Theme #3: The impact of digital IDs and mobile authentication on mobile access deployments

Digital ID adoption is accelerating more rapidly than ever. In the past, identity was tied to something physical, such as a customer presenting a driver’s license when paying for goods or services by check. In the modern world, trusted identity is increasingly a digital phenomenon, from passports to student IDs and corporate credentials. This is changing the way security operates. A digital ID is an extension of physical identity and offers a new way to securely verify who we are. Digital IDs include mobile IDs, which are digital IDs stored on and authenticated via mobile devices, including smartphones and wearables.

facility security technology
(Photo: Adobe Stock/ Prostock-studio)

Contributing to mobile ID adoption is the growing popularity of digital wallets from major players like Google, Apple, and Amazon. In this application, a mobile ID is stored on—and authenticated via— the mobile device. Mobile ID capabilities continue to expand beyond payments. Today, smartphone users now can add items like dorm or hotel room keys, employee badges, drivers’ licenses (already allowed in eight states), passports, verifiable COVID-19 vaccination information, and student IDs directly in the wallet app.

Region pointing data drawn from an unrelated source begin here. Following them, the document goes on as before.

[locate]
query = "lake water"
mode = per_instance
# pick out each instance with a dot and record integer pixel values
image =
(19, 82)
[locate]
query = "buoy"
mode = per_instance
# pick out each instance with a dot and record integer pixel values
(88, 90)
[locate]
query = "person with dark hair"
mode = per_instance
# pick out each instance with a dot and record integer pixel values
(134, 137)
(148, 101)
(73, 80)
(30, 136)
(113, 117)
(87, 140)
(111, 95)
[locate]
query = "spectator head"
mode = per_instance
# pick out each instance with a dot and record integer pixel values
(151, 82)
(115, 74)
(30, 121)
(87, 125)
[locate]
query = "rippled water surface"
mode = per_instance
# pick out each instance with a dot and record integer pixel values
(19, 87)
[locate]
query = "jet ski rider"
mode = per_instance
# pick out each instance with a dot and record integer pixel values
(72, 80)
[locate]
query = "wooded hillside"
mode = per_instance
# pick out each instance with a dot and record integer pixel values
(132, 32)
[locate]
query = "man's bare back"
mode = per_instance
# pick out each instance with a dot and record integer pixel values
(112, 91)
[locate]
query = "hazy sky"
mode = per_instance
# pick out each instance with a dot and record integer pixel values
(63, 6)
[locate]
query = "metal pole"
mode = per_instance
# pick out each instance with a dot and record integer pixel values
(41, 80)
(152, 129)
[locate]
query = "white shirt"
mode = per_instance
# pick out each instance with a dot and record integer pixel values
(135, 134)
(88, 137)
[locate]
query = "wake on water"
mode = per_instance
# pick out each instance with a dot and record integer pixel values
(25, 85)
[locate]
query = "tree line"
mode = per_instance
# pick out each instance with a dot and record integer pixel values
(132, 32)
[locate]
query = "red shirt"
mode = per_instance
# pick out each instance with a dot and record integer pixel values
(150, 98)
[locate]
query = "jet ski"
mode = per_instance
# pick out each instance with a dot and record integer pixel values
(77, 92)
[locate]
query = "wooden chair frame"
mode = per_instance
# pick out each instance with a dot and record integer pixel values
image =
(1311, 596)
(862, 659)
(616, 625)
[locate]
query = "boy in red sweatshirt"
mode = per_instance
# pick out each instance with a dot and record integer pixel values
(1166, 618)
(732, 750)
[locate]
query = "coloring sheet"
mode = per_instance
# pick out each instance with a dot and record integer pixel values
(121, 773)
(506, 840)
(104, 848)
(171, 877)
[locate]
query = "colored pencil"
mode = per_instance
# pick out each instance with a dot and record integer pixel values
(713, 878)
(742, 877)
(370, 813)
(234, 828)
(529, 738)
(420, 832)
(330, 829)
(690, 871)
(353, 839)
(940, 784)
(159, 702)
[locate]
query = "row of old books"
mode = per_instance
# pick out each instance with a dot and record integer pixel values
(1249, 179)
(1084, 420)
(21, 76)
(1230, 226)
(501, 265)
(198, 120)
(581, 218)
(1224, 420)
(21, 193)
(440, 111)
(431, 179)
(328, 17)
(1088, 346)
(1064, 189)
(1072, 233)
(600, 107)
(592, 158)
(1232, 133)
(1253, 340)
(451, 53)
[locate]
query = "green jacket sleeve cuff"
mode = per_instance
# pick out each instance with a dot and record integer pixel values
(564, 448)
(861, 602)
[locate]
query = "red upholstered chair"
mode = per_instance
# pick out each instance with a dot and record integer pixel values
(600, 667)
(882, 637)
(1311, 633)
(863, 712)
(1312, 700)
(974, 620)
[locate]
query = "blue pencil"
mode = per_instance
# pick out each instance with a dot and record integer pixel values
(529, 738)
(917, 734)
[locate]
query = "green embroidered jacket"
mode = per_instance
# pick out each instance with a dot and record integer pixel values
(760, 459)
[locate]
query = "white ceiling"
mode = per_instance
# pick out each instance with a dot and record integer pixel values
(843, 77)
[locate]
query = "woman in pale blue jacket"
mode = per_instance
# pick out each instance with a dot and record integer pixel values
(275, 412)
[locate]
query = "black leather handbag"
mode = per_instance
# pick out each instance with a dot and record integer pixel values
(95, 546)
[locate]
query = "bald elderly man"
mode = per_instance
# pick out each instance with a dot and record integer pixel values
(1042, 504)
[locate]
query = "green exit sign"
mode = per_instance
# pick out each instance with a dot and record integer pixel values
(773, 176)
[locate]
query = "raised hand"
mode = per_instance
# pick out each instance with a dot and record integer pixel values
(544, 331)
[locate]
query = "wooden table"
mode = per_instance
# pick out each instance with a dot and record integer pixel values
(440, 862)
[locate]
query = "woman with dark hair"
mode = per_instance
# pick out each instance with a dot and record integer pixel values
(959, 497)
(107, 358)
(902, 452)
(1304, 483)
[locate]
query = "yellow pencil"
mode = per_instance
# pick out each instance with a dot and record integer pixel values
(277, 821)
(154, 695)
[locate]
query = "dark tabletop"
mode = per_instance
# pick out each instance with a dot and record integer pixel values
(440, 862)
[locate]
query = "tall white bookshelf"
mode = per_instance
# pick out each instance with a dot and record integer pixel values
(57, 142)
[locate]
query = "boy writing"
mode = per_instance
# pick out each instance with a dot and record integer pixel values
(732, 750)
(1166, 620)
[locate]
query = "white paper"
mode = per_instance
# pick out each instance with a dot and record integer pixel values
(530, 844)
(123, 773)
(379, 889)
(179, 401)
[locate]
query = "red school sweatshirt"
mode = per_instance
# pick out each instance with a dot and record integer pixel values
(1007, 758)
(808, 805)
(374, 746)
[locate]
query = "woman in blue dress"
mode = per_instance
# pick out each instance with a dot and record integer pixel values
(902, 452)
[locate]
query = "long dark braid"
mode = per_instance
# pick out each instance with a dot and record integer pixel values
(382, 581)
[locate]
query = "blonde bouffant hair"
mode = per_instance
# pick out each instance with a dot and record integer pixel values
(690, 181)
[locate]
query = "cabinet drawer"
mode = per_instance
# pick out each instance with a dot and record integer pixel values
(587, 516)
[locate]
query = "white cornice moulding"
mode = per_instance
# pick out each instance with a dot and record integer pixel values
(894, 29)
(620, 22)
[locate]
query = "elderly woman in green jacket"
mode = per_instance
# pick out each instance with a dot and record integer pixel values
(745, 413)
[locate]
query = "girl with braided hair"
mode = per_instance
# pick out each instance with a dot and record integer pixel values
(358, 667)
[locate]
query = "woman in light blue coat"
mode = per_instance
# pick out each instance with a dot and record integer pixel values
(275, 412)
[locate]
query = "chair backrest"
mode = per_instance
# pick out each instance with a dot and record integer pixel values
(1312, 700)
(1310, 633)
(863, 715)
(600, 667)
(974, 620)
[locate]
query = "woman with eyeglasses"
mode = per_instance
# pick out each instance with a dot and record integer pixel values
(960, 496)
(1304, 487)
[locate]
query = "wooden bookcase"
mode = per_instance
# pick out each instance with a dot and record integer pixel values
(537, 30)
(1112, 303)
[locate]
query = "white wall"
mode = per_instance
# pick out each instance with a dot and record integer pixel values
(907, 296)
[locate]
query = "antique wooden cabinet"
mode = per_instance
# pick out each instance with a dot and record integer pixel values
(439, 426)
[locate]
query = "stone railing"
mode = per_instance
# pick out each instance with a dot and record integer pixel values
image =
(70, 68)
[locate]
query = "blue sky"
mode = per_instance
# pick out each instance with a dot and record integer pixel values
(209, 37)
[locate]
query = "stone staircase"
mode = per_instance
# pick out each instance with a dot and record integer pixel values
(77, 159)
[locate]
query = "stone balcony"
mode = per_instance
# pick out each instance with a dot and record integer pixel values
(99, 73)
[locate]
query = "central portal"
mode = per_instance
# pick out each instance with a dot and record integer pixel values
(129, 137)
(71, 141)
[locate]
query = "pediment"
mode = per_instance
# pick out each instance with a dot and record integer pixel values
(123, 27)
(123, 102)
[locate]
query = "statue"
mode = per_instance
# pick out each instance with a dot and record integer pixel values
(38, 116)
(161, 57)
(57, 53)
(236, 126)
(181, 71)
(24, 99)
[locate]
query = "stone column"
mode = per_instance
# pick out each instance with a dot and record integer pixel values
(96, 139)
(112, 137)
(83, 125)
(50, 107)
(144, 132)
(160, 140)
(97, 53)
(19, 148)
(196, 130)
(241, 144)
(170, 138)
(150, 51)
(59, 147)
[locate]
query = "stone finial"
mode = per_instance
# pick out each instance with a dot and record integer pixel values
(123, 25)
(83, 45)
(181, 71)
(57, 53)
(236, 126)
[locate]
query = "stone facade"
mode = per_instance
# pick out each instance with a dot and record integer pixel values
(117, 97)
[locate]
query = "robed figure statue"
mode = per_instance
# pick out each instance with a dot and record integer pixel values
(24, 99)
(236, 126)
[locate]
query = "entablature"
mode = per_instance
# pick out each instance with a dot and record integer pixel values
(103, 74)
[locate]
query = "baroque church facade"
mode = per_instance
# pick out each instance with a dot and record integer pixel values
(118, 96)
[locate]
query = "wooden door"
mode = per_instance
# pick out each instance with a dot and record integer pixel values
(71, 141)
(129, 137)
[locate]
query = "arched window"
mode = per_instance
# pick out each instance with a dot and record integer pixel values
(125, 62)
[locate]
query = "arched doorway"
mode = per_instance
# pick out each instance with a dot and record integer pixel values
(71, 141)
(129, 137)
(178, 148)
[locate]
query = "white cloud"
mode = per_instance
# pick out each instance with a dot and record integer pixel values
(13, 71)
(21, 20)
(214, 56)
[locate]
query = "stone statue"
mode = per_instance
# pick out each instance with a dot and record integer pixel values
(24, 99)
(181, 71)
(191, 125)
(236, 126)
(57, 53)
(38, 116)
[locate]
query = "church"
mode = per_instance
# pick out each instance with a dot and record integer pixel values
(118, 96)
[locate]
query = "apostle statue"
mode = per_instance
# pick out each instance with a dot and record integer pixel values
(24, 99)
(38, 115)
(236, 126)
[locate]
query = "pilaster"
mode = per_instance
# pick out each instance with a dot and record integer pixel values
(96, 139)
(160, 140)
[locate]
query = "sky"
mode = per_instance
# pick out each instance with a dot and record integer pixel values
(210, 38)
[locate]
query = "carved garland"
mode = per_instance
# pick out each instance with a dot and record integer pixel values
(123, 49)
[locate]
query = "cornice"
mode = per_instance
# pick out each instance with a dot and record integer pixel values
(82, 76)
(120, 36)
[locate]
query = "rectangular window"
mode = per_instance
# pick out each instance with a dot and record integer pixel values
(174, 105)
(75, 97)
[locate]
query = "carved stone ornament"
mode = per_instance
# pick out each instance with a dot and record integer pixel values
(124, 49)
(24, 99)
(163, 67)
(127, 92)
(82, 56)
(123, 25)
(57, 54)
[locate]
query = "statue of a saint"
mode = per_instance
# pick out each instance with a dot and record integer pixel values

According to HID’s survey results, 47% of integrators and installers said their customers are using mobile identities for identity verification. Large commercial real estate firms are leveraging mobile access as part of their larger tenant experience apps. For example, New York City-based Silverstein Properties offers secure contactless access to its office buildings through employee badges in Apple Wallet. In addition, organizations with more than 10,000 employees have the highest use of mobile IDs—this despite the fact that implementing mobile IDs was not a top priority for healthcare companies, which made up the largest portion of this group.